Du rififi politique en perspective. Saint-Pée-sur-Nivelle vit un épisode inédit depuis une vague de démissions amorcée en octobre dernier et qui engendre la tenue de nouvelles élections municipales. Et la remise en question du maire actuel Dominique Idiart, élu en 2020.

Trois listes en lice

Cette vague de démissions a contraint la préfecture des Pyrénées-Atlantiques à convoquer de nouvelles élections municipales. Les dates sont connues : les 19 et 26 février.

Trois listes devraient s'affronter, comme en 2020. La première de ces listes sera "Hats Berri, Nouvel élan", menée par Christophe Jaureguy. Avec lui, 23 personnes de la société civile, dont les dix élus de la majorité qui avaient démissionné. 
Christophe Jauréguy, ancien adjoint en charge des travaux est issu du groupe de gauche abertzale "Senpere bai". Pour autant, sa nouvelle liste se veut ouverte et "sans affiliation politique".

Sa volonté : "apporter un renouveau dans la gestion de la commune, amener plus de sérénité", et proposer un projet "global" en concertation avec les Senpertar, "qui ne se limitera pas à un seul mandat". Selon lui, la commune accuse un déficit en terme d’équipements, alors que la population grandit rapidement. Le programme sera détaillé début février.
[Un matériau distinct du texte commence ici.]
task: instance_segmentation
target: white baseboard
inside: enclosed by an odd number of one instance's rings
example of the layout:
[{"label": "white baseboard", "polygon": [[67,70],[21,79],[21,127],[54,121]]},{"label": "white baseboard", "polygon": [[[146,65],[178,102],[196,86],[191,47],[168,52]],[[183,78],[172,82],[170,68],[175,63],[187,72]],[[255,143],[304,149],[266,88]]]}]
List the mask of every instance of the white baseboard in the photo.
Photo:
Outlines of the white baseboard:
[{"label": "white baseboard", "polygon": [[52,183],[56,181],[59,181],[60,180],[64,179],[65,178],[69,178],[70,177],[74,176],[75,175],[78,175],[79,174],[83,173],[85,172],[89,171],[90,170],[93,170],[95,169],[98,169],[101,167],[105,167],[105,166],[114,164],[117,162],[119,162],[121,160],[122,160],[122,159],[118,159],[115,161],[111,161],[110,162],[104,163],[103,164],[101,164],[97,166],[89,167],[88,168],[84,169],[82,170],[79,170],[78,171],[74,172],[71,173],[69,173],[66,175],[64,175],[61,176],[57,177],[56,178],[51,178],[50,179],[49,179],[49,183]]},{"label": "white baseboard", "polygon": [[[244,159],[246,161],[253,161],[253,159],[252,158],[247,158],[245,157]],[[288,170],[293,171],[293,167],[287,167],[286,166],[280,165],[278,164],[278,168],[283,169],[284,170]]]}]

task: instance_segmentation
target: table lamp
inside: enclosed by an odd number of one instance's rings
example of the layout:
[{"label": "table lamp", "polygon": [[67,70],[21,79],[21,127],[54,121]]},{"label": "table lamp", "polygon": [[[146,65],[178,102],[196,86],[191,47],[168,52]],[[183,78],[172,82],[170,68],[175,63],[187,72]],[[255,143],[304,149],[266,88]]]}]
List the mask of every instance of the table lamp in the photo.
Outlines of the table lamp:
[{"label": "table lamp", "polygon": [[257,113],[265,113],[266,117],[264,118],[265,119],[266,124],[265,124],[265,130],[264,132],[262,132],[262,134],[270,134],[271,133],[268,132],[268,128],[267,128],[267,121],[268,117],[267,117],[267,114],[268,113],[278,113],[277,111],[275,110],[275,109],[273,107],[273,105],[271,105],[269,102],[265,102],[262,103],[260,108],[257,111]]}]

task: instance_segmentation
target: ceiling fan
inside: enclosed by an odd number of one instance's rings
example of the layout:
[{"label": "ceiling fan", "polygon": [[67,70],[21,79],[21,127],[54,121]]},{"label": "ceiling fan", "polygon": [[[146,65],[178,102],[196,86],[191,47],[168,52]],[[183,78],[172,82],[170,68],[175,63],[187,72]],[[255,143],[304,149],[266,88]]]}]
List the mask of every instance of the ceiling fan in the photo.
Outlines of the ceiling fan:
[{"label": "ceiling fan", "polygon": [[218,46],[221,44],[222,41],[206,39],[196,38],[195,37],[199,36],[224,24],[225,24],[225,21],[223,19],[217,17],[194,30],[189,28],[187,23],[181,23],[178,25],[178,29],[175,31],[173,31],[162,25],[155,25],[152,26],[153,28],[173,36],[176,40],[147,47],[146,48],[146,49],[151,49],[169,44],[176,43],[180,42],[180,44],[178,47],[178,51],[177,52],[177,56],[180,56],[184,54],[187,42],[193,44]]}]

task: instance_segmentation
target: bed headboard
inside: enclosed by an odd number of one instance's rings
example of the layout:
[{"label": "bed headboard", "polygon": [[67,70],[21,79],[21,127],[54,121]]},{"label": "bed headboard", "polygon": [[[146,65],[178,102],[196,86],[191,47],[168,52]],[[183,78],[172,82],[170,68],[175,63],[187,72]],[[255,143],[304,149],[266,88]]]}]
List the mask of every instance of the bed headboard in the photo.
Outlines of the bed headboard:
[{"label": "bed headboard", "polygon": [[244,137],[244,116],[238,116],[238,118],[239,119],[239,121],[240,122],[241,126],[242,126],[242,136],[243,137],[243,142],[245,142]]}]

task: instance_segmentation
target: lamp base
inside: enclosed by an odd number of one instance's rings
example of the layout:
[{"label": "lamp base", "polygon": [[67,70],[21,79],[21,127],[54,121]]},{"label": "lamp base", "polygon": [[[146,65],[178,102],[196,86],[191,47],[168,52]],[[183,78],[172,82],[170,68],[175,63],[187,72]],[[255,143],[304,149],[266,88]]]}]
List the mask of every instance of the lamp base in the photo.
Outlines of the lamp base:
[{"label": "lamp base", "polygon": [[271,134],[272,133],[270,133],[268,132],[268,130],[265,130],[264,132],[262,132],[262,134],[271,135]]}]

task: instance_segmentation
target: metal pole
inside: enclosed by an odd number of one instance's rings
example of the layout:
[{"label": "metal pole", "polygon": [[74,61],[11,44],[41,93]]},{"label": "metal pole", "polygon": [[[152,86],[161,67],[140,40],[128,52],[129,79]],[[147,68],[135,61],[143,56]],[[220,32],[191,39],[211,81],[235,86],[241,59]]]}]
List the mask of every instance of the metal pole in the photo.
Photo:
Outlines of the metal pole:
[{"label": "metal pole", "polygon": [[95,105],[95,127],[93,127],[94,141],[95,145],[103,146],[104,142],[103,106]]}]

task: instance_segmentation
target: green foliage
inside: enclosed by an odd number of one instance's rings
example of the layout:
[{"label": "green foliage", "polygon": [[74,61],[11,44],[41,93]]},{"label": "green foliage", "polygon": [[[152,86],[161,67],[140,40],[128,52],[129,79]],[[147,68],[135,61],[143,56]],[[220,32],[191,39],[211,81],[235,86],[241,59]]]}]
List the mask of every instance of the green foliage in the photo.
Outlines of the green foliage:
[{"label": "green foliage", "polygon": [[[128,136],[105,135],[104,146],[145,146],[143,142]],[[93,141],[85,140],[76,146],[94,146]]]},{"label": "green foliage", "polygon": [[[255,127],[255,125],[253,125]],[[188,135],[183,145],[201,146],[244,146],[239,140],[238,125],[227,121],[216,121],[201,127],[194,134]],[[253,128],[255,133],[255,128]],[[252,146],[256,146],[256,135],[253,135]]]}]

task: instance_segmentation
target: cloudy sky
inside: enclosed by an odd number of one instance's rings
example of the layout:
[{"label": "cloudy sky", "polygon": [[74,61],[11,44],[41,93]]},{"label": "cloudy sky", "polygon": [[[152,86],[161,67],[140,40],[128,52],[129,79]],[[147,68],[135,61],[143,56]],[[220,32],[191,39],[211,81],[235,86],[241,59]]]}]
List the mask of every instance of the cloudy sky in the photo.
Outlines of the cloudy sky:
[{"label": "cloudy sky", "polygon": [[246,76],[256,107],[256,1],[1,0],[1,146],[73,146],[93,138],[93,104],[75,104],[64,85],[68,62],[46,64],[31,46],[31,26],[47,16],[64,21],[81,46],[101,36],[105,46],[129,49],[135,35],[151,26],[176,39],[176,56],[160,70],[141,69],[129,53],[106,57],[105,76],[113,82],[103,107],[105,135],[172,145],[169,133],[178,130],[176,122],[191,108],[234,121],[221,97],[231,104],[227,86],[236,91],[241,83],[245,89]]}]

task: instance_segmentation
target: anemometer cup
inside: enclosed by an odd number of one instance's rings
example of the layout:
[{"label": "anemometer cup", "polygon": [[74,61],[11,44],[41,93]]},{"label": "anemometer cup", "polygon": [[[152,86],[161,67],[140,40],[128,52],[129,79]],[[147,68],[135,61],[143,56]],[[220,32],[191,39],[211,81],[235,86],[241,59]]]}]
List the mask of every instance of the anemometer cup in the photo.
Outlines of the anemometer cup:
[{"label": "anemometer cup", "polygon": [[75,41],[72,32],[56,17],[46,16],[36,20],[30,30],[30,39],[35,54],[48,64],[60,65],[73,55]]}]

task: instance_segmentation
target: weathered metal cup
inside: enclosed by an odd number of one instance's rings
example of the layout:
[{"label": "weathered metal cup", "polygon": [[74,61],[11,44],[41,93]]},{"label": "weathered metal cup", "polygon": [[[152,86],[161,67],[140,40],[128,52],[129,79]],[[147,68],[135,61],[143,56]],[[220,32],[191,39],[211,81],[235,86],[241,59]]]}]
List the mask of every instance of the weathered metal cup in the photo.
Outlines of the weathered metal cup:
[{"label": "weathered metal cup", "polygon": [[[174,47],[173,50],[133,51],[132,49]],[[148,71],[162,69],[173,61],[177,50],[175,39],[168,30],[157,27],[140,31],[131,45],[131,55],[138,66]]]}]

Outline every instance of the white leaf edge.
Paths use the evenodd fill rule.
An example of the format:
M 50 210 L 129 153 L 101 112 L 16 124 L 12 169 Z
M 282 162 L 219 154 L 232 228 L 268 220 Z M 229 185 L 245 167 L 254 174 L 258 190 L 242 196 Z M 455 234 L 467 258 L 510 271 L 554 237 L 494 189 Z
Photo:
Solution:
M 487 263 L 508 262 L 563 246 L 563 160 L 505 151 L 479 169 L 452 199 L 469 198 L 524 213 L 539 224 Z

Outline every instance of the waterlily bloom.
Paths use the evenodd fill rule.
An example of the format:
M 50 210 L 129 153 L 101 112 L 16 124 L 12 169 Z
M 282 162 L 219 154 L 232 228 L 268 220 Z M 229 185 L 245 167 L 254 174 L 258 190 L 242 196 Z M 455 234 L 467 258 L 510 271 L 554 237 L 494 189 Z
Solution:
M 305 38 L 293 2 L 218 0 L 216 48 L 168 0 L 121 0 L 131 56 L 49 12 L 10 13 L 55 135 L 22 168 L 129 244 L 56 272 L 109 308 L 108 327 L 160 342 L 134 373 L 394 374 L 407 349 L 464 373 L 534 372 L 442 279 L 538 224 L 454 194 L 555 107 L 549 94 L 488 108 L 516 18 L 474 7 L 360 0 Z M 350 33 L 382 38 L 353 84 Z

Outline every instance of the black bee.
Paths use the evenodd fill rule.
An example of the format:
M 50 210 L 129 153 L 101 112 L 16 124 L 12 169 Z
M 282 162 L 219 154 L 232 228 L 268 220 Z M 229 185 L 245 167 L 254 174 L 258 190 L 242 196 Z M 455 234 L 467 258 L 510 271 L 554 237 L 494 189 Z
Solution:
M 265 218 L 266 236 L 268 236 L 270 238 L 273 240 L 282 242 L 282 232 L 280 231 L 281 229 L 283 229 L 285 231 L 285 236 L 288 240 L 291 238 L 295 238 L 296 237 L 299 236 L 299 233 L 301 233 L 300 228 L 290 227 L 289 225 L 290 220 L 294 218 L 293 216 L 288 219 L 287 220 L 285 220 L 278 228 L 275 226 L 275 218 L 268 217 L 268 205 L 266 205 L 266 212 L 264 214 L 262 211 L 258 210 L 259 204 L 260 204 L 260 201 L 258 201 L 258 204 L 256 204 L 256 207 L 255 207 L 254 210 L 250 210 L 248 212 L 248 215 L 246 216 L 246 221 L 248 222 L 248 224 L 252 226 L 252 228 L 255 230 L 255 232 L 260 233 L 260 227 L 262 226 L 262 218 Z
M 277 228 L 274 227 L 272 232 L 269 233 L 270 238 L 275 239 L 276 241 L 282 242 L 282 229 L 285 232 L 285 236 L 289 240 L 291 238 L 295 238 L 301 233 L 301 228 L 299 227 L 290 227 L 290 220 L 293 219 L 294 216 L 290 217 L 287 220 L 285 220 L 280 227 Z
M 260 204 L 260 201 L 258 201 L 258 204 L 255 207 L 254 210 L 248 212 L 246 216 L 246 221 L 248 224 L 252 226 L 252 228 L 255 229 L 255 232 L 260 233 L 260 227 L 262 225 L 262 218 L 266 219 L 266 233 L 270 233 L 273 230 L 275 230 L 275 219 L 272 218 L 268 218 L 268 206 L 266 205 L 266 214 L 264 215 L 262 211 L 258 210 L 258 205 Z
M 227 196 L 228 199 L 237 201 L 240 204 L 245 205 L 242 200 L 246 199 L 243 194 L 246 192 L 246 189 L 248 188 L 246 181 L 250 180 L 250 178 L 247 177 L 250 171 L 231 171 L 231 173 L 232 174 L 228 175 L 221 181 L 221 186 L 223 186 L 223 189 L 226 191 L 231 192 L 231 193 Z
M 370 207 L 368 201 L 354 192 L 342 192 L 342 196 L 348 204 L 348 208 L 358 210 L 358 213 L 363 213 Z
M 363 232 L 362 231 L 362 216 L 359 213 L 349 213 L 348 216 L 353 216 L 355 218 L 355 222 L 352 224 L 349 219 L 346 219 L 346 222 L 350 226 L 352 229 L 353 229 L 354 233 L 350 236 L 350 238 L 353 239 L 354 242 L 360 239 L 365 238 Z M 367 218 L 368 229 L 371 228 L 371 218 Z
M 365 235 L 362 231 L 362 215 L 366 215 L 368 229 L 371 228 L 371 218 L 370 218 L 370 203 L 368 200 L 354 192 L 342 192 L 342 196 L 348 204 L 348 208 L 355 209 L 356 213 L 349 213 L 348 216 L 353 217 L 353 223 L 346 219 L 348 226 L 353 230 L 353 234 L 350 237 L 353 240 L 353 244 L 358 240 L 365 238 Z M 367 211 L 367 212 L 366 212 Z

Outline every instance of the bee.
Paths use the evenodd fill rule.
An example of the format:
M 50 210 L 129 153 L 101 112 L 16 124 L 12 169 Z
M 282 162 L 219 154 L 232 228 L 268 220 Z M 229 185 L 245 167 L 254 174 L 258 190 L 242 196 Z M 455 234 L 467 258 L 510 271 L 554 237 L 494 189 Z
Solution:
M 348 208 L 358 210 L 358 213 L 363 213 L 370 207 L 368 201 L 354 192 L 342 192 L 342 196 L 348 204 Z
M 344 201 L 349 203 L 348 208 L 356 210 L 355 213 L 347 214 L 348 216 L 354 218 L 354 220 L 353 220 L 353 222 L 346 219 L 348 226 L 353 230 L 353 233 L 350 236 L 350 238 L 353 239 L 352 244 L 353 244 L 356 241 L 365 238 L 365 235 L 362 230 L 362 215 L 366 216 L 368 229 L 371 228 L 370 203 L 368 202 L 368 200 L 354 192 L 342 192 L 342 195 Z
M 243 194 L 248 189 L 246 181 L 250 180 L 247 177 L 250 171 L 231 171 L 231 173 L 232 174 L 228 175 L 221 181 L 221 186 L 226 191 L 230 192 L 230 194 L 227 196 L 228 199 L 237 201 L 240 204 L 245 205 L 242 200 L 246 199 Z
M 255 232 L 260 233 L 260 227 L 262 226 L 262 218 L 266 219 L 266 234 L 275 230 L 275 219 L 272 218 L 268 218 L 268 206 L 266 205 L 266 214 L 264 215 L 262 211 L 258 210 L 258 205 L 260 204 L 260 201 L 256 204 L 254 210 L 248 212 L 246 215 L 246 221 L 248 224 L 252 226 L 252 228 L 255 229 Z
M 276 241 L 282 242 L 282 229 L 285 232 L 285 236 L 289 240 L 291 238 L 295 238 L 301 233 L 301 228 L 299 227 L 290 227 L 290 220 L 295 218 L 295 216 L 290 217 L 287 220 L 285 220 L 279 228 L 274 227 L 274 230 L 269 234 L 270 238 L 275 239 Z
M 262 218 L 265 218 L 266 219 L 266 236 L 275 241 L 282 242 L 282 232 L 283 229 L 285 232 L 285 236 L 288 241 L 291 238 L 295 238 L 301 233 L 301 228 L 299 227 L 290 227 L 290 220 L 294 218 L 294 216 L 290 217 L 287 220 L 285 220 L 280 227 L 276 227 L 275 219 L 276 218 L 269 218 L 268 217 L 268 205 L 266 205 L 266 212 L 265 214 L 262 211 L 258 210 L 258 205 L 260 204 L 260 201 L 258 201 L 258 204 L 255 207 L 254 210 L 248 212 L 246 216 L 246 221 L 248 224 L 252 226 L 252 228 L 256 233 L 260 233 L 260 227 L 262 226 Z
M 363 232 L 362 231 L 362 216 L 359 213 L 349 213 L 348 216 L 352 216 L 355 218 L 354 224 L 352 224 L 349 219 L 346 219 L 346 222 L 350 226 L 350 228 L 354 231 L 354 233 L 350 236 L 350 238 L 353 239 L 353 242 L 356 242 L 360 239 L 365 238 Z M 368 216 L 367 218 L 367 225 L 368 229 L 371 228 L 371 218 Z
Deux autres listes devraient se présenter : l’une menée par le maire Dominique Idiart, qui va se représenter, et celle portée par l’opposition. Si son nom a été un temps évoqué, Pierre-Marie Nousbaum, l’ancien maire, déchu en 2020, ne reviendra pas dans la course.

Pourquoi de nouvelles élections ?

En cause, des divisions au sein de la majorité. En octobre dernier, cinq élus ont quitté leur poste, reprochant au maire, entre autres, "un manque de concertation". Quelques jours plus tard, ce sont les cinq élus abertzale, avec qui Dominique Idiart avaient fait alliance en 2020, qui claquent la porte.
Début décembre, les sept élus d’opposition annoncent à leur tour avoir remis leurs démissions, fustigeant une "situation intenable".

Au total, 17 personnes sur 29 membres qui forment le conseil, sont parties. Or, le quorum, c'est-à-dire le nombre de conseillers municipaux devant être effectivement présents lors de l'approbation des délibérations, doit être supérieur à la moitié du nombre de conseillers en exercice.

Le quorum des deux tiers n’étant plus atteint, comme l’exige la loi, les Senpertar (habitants de Saint-Pée-sur-Nivelle) devront retourner aux urnes.

La situation est devenue très compliquée. Joint par les journalistes de France 3 Euskal Herri, Dominique Idiart assure qu'il est en mesure de rassembler suffisamment de personnes autour de lui pour présenter une nouvelle liste.

La date de dépôt des listes est fixée le 30 janvier par la préfecture des Pyrénées-Atlantiques.